Sunday, 8 February 2009

That's what I call a comfortable office

You guys know Joel Spolsky right? At the moment he is a CEO at Fog Creek Software, small company in Manhattan. I'm really impressed with their new office, take a look on a slideshow.

Joel was writing a few times that his main goal is to provide the best possible environment for software developers and this way gain the highest productivity:

Building great office space for software developers serves two purposes: increased productivity, and increased recruiting pull. Private offices with doors that close prevent programmers from interruptions allowing them to concentrate on code without being forced to stop and listen to every interesting conversation in the room. And the nice offices wow our job candidates, making it easier for us to attract, hire, and retain the great developers we need to make software profitably. It’s worth it, especially in a world where so many software jobs provide only the most rudimentary and depressing cubicle farms.
I know exactly how important that is as I'm lucky to work for company having the same goal. But still, there are things I feel jealous about after checking the slideshow. Beside the awesome design I especially like 30“ monitors (I had a chance to work a bit on 22“ monitors and I'm 100% convinced that it makes a difference) or long desks (huge monitors require huge desks ;) ). I'm sure that one day I will talk my boss into buying such a nice monitors for us ;)

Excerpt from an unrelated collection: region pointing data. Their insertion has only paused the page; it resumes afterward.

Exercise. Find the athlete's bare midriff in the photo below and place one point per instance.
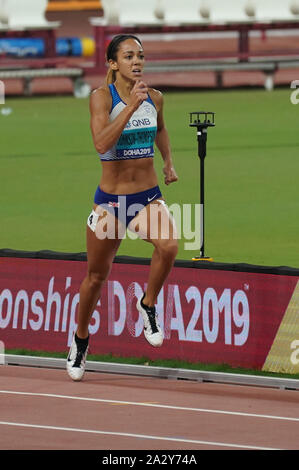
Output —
(128, 176)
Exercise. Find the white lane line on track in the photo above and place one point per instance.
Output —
(135, 436)
(153, 405)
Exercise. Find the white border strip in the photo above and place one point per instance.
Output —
(160, 372)
(151, 405)
(138, 436)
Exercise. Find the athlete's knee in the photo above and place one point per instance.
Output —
(97, 278)
(168, 249)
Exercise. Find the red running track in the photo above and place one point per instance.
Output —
(43, 409)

Here you can find Joel's post about new office, and an article about the office in The New York Times.


Miro said...

Hey Marek,

So you think a single large display beats 2x smaller displays? Personally I prefer multiple monitors so I can easily maximise two windows at once and see them both, rather than having to awkwardly tile two apps next to each other on a single display.

Hey - there's a thought - has anyone come up with a way to tile just a couple of windows? The standard tile windows function always ends up tiling everything including all your little explorer windows, control panel, etc., etc. so it's useless.


PS: how about that for an instant "boss" response? ;-)

Marek Blotny said...

Hey Miro,

Wow, instant "boss" response ... I didn't expect that! :)

Granted that ability to easily maximize apps can't be underrated. In general, I'm not advocating for switching to a single huge monitor. But when it comes to working in a single-application-mode, for instance with a Visual Studio, then I'm not so confident that 2x 17“ monitors can beat single 30“.

Well, 30“ monitor is a bit extreme option, but I was using 22“ high resolution monitor and I felt completely sold. Huge monitors might not be so important for surfing the web but for applications like Visual Studio or Eclipse they make a difference. So I would say that the most flexible option is to have one bigger monitor for VS or Eclipse and other one which is handy when you are in multiple-applications-mode. (that would be a picture number 35 from the slideshow)

I miss a tool which would automatically tile only relevant applications too. I haven't seen anything like that yet.

stevec said...

I use 2x20" at 1600x1200 at work (and at home) but seriously thinking about switching to one 24" or bigger as what I really need is working with more code windows not more applications (typically).

My second screen is taken by my mail app or music player anyway, and not that useful really.

Using Fiddler when analyzing sites really benefit on 2 screens, or when I'm debugging with lots of logging in tail.

A dual setup with 30" + 20" perhaps? :D

Marek Blotny said...

Hi Steve, thanks for your comment!

30" + 20" is the best option but also a bit costly.

So you are thinking about switching from 2x20" to a single 24" ... interesting ... I wonder where is a point in which single monitor beats two smaller displays?